Abstract

AbstractMany aphid species (Hemiptera: Aphididae) that feed on herbaceous crops exhibit a rise and then sudden decline in abundance. Data from a nine-year study of Uroleucon rudbeckiae (Fitch) on Rudbeckia laciniata Linnaeus (Asteraceae) are used to investigate this pattern of seasonal abundance in a non-agricultural aphid. Aphids on a population of tagged and numbered flower stems were counted weekly. Abundance (mean aphids per stem) was partitioned into prevalence (proportion of stems colonised) and mean intensity (aphids per colonised stem), and also considered as the sum of the aphids in individual colonies.
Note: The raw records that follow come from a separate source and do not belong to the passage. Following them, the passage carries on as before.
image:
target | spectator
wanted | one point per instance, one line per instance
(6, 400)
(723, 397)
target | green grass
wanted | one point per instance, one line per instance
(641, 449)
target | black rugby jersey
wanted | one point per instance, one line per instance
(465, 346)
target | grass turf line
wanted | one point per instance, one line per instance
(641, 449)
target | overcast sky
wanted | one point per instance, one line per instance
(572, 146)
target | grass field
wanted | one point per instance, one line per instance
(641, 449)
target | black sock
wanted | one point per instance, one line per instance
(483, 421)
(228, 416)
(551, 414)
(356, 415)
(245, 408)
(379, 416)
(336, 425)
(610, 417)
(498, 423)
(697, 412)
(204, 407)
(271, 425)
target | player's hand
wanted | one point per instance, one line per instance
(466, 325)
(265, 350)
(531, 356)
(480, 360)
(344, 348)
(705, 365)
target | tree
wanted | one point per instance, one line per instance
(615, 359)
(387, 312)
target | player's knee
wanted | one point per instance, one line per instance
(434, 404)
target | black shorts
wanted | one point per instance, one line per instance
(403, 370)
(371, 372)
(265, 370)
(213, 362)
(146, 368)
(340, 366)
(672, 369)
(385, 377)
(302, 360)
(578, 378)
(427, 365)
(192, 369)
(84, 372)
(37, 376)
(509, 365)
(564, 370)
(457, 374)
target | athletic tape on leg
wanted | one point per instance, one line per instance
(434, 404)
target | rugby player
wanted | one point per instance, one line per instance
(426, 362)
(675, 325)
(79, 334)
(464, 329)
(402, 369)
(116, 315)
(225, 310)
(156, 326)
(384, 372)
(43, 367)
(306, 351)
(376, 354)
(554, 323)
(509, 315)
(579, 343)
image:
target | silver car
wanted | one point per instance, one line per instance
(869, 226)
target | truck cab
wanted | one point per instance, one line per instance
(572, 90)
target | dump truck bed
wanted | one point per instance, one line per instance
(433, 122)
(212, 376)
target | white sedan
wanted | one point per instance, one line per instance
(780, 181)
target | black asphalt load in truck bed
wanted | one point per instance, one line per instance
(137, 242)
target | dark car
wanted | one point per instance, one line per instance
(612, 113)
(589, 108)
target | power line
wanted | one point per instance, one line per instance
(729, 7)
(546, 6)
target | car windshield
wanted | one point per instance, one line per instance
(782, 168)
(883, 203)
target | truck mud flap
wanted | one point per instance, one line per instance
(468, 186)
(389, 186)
Abundance rose in mid-summer to late summer and then declined, peaking between the end of July and mid-September, earlier in years when the peak was higher. Prevalence showed a more uniform and consistent peak than mean intensity. Most of the 949 colonies were small and short-lived, but a small proportion were long-lived and reached 1000 aphids. Large colonies declined more slowly than moderately-sized colonies. Severe weather, shortening day-length, decline in host quality, density-dependent effects on rate of increase, and emigration failed to explain the population decline. An early rise and later decline in immigration, in conjunction with increasing predation through the summer, were consistent with the decline.